The cards entry is made up of one or more cards and the paragraphs entry of one or more paragraphs.

A Card, contains an image, links to the image in other format, links to the data in a standard format and a link to another Page. The metadata entries look like this:

{
"link_to": "global_mean_temperature", "title": "Global temperature",
"selecting": {"type": "timeseries", "variable": "tas", "time_resolution": "monthly"},
"processing":  [{"method": "rebaseline", "args": [1981, 2010]},
                {"method": "make_annual", "args": []},
                {"method": "select_year_range", "args":  [1850,2021]},
                {"method": "add_offset", "args": [0.69]},
                {"method": "manually_set_baseline", "args": [1850, 1900]}],
"plotting": {"function": "neat_plot", "title": "Global mean temperature"}
}

The entries say which other page the Card can link_to using the id of a page and what the title of the page should be. selecting specifies which subset of data you want to plot, with entries here corresponding to entries in the collection metadata. processing details the processing steps to be applied to each of the selected data sets, with method corresponding to a method in the relevant data type (at the moment TimeSeriesMonthly or TimeSeriesAnnual) and args being the arguments to pass to the method. plotting specifies the function to the be used to plot the data (neat_plot being the standard type for annual plots) and can also be used to pass additional arguments to the plot function. Plotting functions are found in climind/plotters/plot_types.py

A Paragraph is similar to a Card, except the output is a paragraph of text. An entry looks something like:

{
  "selecting": {"type": "timeseries", "variable": "tas", "time_resolution": "monthly"},
  "processing": [{"method": "rebaseline", "args": [1981, 2010]},
                  {"method": "make_annual", "args": []},
                  {"method": "select_year_range", "args":  [1850,2021]},
                  {"method": "add_offset", "args": [0.69]},
                  {"method": "manually_set_baseline", "args": [1850, 1900]}],
  "writing": {"function": "anomaly_and_rank"}
}

selecting and processing behave as they did for Cards, writing is similar to plotting and produces the main output. Paragraph writers are found in climind/stats/paragraphs.py.

Once the dashboard metadata is complete, add an entry to climind/scripts/build_dashboard.py along the lines of:

json_file = ROOT_DIR / 'climind' / 'web' / 'dashboard_metadata' / 'new_dashboard.json'
dash = Dashboard.from_json(json_file, METADATA_DIR)

dash_dir = DATA_DIR / 'ManagedData' / 'NewDashboard'
dash_dir.mkdir(exist_ok=True)
dash.build(Path(dash_dir))

The json_file is the dashboard metadata file. The dash_dir is the directory where you want to build the dashboard. dash.build() builds the dashboard.

Calculating regional averages

Regional averages are calculated using calculate_wmo_ra_averages.py. This generates a large number of files containing regional averages based on the gridded temperature data sets. This takes some time to run.

python calculate_wmo_ra_averages.py

Descriptive text

In climind/web/word_documents there is a Word document that is used to generate text for the web pages.
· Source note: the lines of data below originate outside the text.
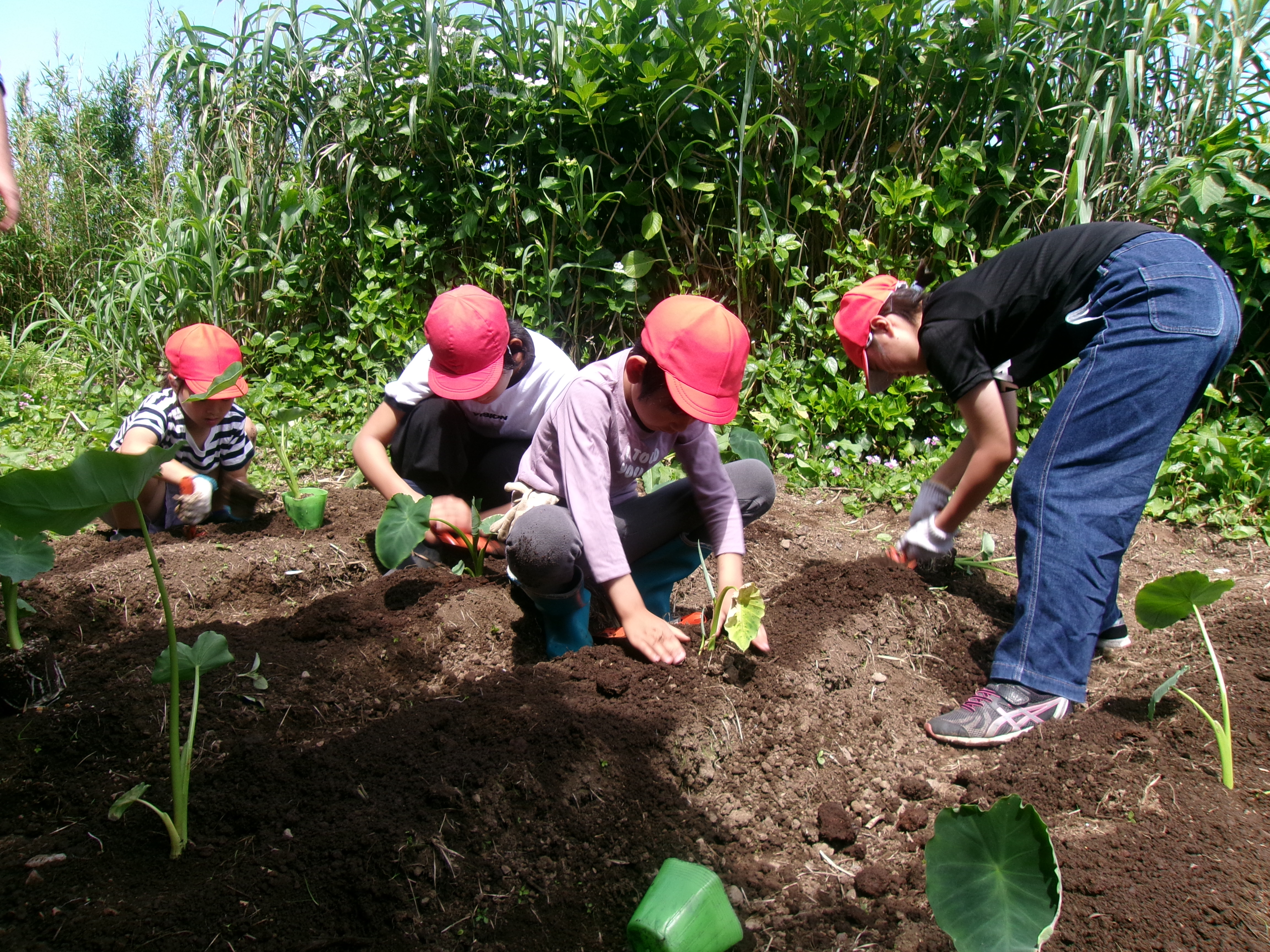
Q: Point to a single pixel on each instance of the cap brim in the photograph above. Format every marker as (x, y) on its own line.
(197, 388)
(467, 386)
(703, 407)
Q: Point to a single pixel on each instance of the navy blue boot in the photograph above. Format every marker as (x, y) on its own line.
(656, 574)
(564, 619)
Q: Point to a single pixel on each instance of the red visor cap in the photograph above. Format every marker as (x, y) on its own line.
(201, 353)
(468, 333)
(703, 348)
(859, 306)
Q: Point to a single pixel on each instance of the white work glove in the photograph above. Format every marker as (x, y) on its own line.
(931, 499)
(926, 541)
(523, 501)
(195, 507)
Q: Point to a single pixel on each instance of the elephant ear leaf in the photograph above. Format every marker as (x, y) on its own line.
(228, 379)
(992, 879)
(402, 527)
(1168, 601)
(68, 499)
(23, 559)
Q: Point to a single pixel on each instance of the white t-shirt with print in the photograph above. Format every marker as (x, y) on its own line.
(516, 414)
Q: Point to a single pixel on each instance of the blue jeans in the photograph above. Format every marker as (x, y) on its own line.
(1170, 324)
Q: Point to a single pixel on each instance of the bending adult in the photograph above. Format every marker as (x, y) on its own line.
(1152, 320)
(463, 413)
(8, 182)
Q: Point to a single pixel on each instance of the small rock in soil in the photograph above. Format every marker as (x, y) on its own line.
(836, 824)
(45, 860)
(915, 789)
(914, 818)
(874, 881)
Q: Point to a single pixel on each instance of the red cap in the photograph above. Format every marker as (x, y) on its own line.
(859, 306)
(468, 333)
(201, 353)
(703, 347)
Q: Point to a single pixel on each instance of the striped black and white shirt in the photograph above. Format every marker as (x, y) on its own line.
(227, 445)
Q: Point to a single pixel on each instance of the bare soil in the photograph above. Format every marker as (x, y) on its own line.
(417, 776)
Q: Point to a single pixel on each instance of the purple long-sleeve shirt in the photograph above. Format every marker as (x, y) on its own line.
(590, 448)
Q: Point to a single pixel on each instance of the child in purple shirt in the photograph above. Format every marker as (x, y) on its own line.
(614, 423)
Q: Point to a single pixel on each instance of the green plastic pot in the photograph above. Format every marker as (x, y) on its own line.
(309, 511)
(686, 909)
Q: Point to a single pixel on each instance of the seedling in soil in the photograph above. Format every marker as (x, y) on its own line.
(208, 654)
(743, 619)
(1168, 601)
(279, 432)
(407, 521)
(21, 559)
(992, 879)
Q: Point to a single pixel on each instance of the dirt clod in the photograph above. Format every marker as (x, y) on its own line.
(915, 817)
(874, 881)
(836, 824)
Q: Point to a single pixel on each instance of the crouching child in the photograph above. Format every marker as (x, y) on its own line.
(620, 418)
(218, 441)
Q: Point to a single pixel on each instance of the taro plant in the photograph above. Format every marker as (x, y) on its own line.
(21, 559)
(992, 879)
(1168, 601)
(743, 619)
(407, 521)
(209, 653)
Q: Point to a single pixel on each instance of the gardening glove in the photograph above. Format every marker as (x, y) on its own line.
(931, 499)
(523, 501)
(926, 541)
(196, 506)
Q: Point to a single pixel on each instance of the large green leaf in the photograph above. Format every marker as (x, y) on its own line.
(208, 654)
(747, 445)
(68, 499)
(992, 879)
(1171, 598)
(227, 380)
(402, 527)
(23, 559)
(745, 616)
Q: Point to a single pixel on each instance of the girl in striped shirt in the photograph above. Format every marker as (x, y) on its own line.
(218, 439)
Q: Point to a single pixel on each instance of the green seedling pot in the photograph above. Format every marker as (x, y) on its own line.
(309, 511)
(686, 909)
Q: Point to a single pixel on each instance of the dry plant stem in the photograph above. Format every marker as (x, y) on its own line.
(11, 612)
(178, 824)
(1222, 732)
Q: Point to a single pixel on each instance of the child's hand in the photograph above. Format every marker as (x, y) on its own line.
(454, 511)
(658, 640)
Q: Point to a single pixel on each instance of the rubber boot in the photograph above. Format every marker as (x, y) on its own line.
(656, 574)
(566, 619)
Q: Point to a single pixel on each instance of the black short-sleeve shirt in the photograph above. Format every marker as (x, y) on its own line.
(1019, 317)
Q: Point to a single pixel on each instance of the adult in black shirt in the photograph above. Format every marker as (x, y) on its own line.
(1152, 322)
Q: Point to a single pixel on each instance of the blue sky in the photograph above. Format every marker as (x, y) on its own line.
(91, 34)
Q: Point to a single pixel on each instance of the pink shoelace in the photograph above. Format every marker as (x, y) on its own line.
(982, 697)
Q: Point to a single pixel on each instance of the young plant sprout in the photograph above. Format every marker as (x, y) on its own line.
(208, 654)
(407, 521)
(987, 549)
(21, 559)
(281, 421)
(743, 619)
(1168, 601)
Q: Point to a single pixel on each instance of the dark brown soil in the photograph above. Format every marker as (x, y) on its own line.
(416, 776)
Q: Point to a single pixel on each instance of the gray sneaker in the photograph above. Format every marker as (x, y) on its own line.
(997, 714)
(1114, 639)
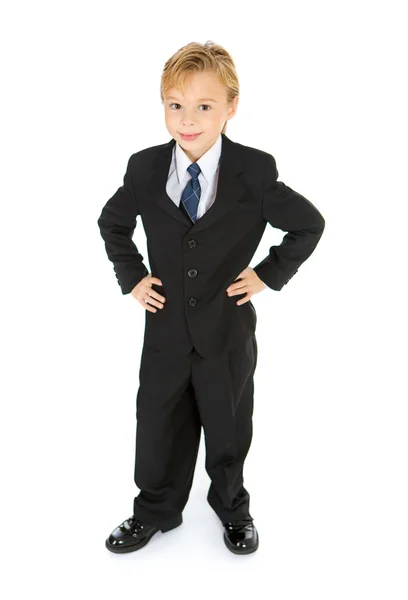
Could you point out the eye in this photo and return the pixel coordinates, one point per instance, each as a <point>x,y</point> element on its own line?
<point>176,104</point>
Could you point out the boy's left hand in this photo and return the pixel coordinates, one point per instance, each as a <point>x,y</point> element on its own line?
<point>249,284</point>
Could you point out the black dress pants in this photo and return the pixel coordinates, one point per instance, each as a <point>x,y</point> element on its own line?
<point>176,398</point>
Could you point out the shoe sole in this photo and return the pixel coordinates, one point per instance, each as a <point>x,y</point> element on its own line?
<point>124,549</point>
<point>235,550</point>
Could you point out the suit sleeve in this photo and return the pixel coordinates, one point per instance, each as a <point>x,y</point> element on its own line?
<point>117,223</point>
<point>289,211</point>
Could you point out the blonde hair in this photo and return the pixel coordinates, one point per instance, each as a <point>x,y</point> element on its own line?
<point>196,57</point>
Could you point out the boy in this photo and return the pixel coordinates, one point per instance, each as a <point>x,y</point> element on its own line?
<point>204,201</point>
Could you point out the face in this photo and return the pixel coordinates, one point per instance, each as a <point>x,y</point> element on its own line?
<point>203,110</point>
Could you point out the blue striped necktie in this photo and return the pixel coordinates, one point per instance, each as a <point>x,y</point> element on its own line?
<point>192,192</point>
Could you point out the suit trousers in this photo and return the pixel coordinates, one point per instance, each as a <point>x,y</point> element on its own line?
<point>176,398</point>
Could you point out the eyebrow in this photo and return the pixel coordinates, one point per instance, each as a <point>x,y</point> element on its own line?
<point>198,99</point>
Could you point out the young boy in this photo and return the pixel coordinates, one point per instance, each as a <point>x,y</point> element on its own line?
<point>204,201</point>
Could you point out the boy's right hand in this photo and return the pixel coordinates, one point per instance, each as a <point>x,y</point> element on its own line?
<point>144,293</point>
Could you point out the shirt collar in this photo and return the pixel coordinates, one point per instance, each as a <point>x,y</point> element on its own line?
<point>208,163</point>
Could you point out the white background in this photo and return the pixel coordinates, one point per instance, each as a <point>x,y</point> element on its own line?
<point>322,89</point>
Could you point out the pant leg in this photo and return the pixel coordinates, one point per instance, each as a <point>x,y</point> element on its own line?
<point>224,390</point>
<point>167,437</point>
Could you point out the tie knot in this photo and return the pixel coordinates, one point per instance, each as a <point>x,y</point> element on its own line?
<point>194,170</point>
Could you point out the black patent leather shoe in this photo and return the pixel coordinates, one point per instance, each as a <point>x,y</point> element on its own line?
<point>132,535</point>
<point>241,537</point>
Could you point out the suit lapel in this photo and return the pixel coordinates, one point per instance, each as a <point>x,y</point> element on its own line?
<point>229,189</point>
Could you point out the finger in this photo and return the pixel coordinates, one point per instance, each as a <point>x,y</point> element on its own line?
<point>155,280</point>
<point>156,295</point>
<point>243,300</point>
<point>237,289</point>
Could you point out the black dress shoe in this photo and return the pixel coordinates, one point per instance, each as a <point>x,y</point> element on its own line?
<point>241,537</point>
<point>132,535</point>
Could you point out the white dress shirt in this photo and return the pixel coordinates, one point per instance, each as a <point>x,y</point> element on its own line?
<point>208,178</point>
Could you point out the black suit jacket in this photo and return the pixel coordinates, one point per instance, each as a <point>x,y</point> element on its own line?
<point>197,262</point>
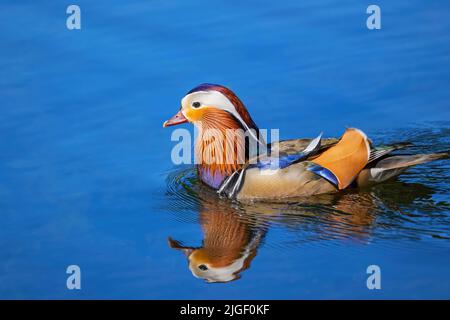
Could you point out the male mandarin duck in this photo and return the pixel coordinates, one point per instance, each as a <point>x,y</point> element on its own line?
<point>289,168</point>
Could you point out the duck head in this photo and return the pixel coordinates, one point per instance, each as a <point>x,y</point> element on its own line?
<point>228,247</point>
<point>216,112</point>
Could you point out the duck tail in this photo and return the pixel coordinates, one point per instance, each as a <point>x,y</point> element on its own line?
<point>392,166</point>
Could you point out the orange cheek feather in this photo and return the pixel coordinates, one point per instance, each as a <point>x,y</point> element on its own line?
<point>194,114</point>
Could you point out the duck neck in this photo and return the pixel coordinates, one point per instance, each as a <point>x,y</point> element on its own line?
<point>223,147</point>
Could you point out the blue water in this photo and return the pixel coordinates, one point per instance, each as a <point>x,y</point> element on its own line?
<point>85,171</point>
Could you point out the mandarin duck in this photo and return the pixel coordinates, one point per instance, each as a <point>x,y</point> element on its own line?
<point>282,169</point>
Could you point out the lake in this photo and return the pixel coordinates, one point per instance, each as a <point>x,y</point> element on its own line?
<point>86,176</point>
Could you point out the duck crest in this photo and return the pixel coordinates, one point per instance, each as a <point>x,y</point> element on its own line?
<point>222,147</point>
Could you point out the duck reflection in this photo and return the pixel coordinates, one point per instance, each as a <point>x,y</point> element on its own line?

The document is called key_indicators_texts.docx. This has descriptive text for each page on the key indicators dashboard as well as descriptions for each of the variables.

when changes are made to the word document, these will need to be converted to html by navigating to climind/web and running

python extract_from_word.py

The word document is structured using the inbuilt “styles”.

Each page in the dashboard can have an Introduction text. To do this, add a new Heading1 style heading in the document with text that matches the id of a page in the dashboard. You can then write normal style text beneath it. Subheadings can be added using Heading2 style text followed by normal text. For example, the “What the IPCC says” sections. Hyperlinks can be added and these will be rendered in the webpages.

Individual variable descriptions can also be added here. The method is similar. A Heading1 style heading which matches the variable name from the metadata file, followed by normal style text. Sub-headings do not work for variables. These are intended to be short descriptions of the variables.